Co ciekawe, premier Ewa Kopacz nie powołała prezesa UZP, mimo, iż konkurs został już rozstrzygnięty. Jak dotąd jest jedynie wiceprezes pełniący obowiązki prezesa w osobie Izabeli Jakubowskiej.

Jak czytamy w "Rz", w ubiegłym roku w grudniu odwołano ze stanowiska szefa UZP Jacka Sadowego, ale nabór na nową osobę ogłoszono dopiero wiosną. Oficjalny komunikat, iż komisja rozstrzygnęła konkurs pojawił się na stronie internetowej UZP we wrześniu, gdy premierem był Donald Tusk. Wyłoniono Małgorzatę Stręciwilk, która obecnie orzeka w Krajowej Izbie Odwoławczej, a wcześniej przez kilka lat była także jej rzecznikiem prasowym. Jednak Stręciwilk wciąż nie została powołana. A powołać może tylko premier.

Zadania urzędu realizowane są bez zakłóceń – informuje Anita Wichniak-Olczak, rzecznik UZP. Ale po informacje dotyczące ewentualnego powołania prezesa odsyła do Kancelarii Prezesa Rady Ministrów, a Kancelaria milczy.

– Ta sytuacja jest zadziwiająca – mówi Tomasz Czajkowski, były prezes UZP.

– Polska ma już tylko około półtora roku na wprowadzenie nowych dyrektyw unijnych dotyczących zamówień publicznych.

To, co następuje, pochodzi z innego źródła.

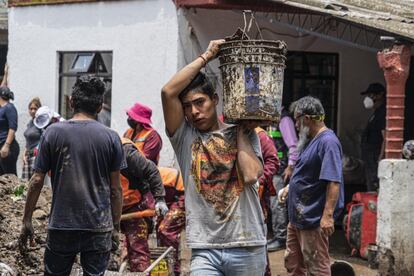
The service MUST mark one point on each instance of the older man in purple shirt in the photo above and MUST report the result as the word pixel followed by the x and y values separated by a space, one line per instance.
pixel 285 140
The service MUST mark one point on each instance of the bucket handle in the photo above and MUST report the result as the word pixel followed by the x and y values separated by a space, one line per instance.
pixel 247 27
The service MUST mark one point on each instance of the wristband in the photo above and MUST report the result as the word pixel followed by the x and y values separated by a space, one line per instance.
pixel 204 59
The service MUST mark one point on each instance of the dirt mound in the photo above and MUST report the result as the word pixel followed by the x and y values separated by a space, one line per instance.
pixel 12 200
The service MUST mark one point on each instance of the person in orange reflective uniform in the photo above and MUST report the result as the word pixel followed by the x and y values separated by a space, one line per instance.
pixel 147 139
pixel 170 227
pixel 142 191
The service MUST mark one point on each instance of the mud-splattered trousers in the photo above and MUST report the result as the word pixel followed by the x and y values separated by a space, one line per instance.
pixel 136 235
pixel 307 252
pixel 170 227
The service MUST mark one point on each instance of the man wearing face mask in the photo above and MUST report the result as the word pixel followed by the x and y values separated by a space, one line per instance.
pixel 372 142
pixel 147 139
pixel 315 192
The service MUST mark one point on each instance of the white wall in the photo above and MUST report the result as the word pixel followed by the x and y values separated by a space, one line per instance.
pixel 142 35
pixel 357 68
pixel 395 235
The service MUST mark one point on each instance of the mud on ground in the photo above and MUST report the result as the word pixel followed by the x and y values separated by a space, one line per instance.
pixel 22 262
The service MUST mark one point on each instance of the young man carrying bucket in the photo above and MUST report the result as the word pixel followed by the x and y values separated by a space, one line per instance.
pixel 221 165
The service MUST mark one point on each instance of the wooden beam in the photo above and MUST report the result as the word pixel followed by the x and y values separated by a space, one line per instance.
pixel 22 3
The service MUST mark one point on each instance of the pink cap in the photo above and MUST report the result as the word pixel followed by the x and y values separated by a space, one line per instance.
pixel 140 113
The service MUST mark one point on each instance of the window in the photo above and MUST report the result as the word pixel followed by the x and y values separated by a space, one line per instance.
pixel 72 65
pixel 314 74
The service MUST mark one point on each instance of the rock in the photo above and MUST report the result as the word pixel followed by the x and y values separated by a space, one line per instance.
pixel 39 214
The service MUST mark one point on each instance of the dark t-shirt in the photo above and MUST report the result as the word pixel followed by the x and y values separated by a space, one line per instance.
pixel 376 124
pixel 8 120
pixel 80 155
pixel 318 164
pixel 32 135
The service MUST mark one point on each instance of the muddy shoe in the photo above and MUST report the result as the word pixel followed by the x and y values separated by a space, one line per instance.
pixel 276 245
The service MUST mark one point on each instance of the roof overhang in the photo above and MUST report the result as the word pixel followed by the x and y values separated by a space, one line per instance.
pixel 23 3
pixel 394 17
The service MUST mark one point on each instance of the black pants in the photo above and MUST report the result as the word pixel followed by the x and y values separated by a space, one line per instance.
pixel 62 247
pixel 279 212
pixel 8 164
pixel 370 154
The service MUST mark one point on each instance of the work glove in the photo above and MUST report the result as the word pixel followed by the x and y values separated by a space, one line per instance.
pixel 115 240
pixel 161 208
pixel 282 195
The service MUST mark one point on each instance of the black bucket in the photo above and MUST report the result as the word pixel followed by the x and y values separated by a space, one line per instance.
pixel 252 74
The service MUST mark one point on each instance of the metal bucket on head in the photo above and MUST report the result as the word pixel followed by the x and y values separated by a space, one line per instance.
pixel 252 74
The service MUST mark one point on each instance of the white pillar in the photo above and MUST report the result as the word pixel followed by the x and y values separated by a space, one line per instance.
pixel 395 227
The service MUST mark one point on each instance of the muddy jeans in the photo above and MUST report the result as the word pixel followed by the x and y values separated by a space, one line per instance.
pixel 63 245
pixel 136 236
pixel 8 164
pixel 279 212
pixel 170 227
pixel 240 261
pixel 307 252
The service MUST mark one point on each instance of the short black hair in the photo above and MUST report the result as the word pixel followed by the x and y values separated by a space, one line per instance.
pixel 201 84
pixel 87 95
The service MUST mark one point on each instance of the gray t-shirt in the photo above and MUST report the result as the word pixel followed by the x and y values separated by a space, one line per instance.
pixel 221 212
pixel 80 156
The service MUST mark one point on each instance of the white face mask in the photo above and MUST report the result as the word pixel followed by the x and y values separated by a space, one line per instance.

Przewidują one m.in. pełną elektronizację. Zamówienia publiczne też są związane z wydawaniem środków unijnych, prezes może kontrolować ogłaszane w tym celu postępowania. Tymczasem nie ma osoby, która miałaby pełną legitymację do podejmowania trudnych niekiedy decyzji – dodaje Czajkowski. I jednocześnie podkreśla, że nie widzi powodów do merytorycznego zakwestionowania kandydatury Małgorzaty Stręciwilk.

Również i w samym urzędzie trwają spekulacje na temat tej niecodziennej sytuacji. Nieoficjalnie mówi się, że premier mogła być niezadowolona z faktu, iż komisja wyłoniła zaledwie jednego kandydata, w efekcie nie pozostawiając jej wyboru. Mówi się także o sygnałach z KPRM, że nominacji nie będzie, ale w planach nie ma też unieważnienia konkursu.